Seguimos soñando

8 comentarios

cielo oscuro

Miraba por la ventana cómo el viento mecía la hierba. El cielo, oscuro, dejaba caer incesantemente sus gotas sobre el verde prado que acompañaba su casa, en las afueras de Santander. Sus amigos estarían al abrigo del techo y el calor de sus hogares, pero él, que apenas contaba once o doce años, sujetaba el balón con las manos esperando un resquicio del tiempo que le diese permiso para salir y poder jugar con su infatigable compañero, ya algo roído el cuero por sus avatares. Aquella vieja portería de madera esperaba la ocasión.

Eran tiempos novedosos en el fútbol español: un equipo llamado Deportivo de la Coruña, del que apenas había oído hablar antes, trataba de tú a los grandes habituales y peleaba con ellos por lo más alto. Sabía que su procedencia era modesta y que recientemente había formado parte de la segunda división, pero para él, que comenzaba a ver con más interés a sus ídolos por televisión, aquella escuadra blanquiazul ya le parecía un grande más, y esa impresión quedaría grabada.

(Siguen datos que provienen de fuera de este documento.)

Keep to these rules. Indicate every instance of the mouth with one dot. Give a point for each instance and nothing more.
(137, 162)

Por qué no, pensó, cada cierto tiempo un equipo haría bien las cosas y sería elegido para formar parte de la élite. Soñaba con que algún día, cercano, le tocase el turno a su Racing, y que el equipo santanderino se equipararía a Real Madrid, Barcelona, Valencia, Atlético de Madrid o, cómo no, el Deportivo. Veía a Bebeto, Fran o Mauro Silva hacer frente a los colosos blanco y azulgrana, y se imaginaba un futuro donde las camisetas verdiblancas también llegarían a igualarse con ellos.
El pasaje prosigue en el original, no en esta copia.